Libraries
library(RCurl)
library(tidyverse)
library(XML)
library(RJSONIO)
library(knitr)
Task:
Pick three of your favorite books on one of your favorite subjects. At least one of the books should have morethan one author. For each book, include the title, authors, and two or three other attributes that you find interesting.
Take the information that you’ve selected about these three books, and separately create three files which store the book’s information in HTML (using an html table), XML, and JSON formats (e.g. “books.html”, “books.xml”, and “books.json”). To help you better understand the different file structures, I’d prefer that you create each of these files “by hand” unless you’re already very comfortable with the file formats. Write R code, using your packages of choice, to load the information from each of the three sources into separate R data frames. Are the three data frames identical?
Your deliverable is the three source files and the R code.

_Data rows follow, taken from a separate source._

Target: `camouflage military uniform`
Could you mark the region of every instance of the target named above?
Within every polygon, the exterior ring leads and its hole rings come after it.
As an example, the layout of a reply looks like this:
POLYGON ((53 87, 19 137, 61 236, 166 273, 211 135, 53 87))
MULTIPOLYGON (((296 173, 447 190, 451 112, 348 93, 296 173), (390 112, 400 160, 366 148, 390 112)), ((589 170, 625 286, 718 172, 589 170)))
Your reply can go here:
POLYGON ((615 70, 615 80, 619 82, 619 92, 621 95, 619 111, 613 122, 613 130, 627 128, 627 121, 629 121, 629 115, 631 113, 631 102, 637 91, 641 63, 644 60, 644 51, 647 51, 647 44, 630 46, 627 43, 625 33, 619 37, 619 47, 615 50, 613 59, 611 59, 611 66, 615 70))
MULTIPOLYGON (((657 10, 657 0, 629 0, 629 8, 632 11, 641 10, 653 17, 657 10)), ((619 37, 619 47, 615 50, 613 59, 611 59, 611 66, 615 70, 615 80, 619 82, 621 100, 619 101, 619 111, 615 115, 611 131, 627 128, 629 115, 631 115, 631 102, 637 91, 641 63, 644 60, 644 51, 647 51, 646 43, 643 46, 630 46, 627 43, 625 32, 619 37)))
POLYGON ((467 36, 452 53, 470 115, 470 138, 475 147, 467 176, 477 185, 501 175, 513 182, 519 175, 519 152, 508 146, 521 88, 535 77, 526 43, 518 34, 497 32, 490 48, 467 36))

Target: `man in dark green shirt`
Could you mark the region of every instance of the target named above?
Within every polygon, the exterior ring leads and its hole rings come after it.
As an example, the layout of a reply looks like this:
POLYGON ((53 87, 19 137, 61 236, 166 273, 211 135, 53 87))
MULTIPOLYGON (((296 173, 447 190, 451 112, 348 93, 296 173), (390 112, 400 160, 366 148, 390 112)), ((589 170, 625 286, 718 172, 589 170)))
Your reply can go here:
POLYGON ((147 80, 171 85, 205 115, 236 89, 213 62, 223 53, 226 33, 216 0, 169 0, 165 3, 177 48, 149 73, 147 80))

If you can, package your assignment solution up into an .Rmd file and publish to rpubs.com. [This will also require finding a way to make your three text files accessible from the web].
HTML
html_hw <- getURLContent("https://rawgit.com/nschettini/CUNY-MSDS-DATA-607/master/htmlhw.htm")
html_df <- html_hw %>%
readHTMLTable() %>%
data.frame()
colnames(html_df) <- str_replace(colnames(html_df),"NULL\\.", "")
colnames(html_df) <- str_replace(colnames(html_df),"\\.", " ")
kable(html_df)
Book Title | Author | Cover Type | Subject | Pages |
---|---|---|---|---|
A Brief History of Time | Stephen Hawking | Kindle | Popular Science | 256 |
Ready Player One | Ernest Cline | Soft | Science Fiction | 385 |
Automated Data Collection with R | Simon Munzert | Hard | Data Science | 452 |
Automated Data Collection with R | Christian Rubba | Hard | Data Science | 452 |
Automated Data Collection with R | Peter Meibner | Hard | Data Science | 452 |
Automated Data Collection with R | Dominic Nyhuis | Hard | Data Science | 452 |
XML
xml_hw <- getURLContent("https://rawgit.com/nschettini/CUNY-MSDS-DATA-607/master/xmlhw.xml")
xml_df <- xml_hw %>%
xmlParse() %>%
xmlToDataFrame()
kable(xml_df)
book_title | authors | cover_type | subject | pages |
---|---|---|---|---|
A Brief History of Time | Stephen Hawking | Soft | Popular Science | 256 |
Ready Player One | Ernest Cline | Soft | Science Fiction | 385 |
Automated Data Collection with R | Simon MunzertChristian RubbaPeter MeibnerDominic Nyhuis | Hard | Data Science | 452 |
JSON
json_hw <- getURLContent("https://rawgit.com/nschettini/CUNY-MSDS-DATA-607/master/jsonhw.json")
json_df <- fromJSON(json_hw)
json_df <- do.call("rbind", lapply(json_df$`favorite recent books`, data.frame, stringsAsFactors = F))
kable(json_df)
Book.Title | Authors | Cover.Type | Subject | Pages |
---|---|---|---|---|
A Brief History of Time | Stephen Hawking | Kindle | Popular Science | 256 |
Ready Player One | Ernest Cline | Soft | Science Fiction | 385 |
Automated Data Collection with R | Simon Munzert | Hard | Data Science | 452 |
Automated Data Collection with R | Christian Rubba | Hard | Data Science | 452 |
Automated Data Collection with R | Peter Meibner | Hard | Data Science | 452 |
Automated Data Collection with R | Dominic Nyhuis | Hard | Data Science | 452 |
Conclusions:
The three dataframes are not identical. The HTML and JSON dataframes turn out to be identical
html_df == json_df
## Book Title Author Cover Type Subject Pages
## [1,] TRUE TRUE TRUE TRUE TRUE
## [2,] TRUE TRUE TRUE TRUE TRUE
## [3,] TRUE TRUE TRUE TRUE TRUE
## [4,] TRUE TRUE TRUE TRUE TRUE
## [5,] TRUE TRUE TRUE TRUE TRUE
## [6,] TRUE TRUE TRUE TRUE TRUE
However, the XML dataframe is not. The Authors are stored under one section, instead of multiple like the others.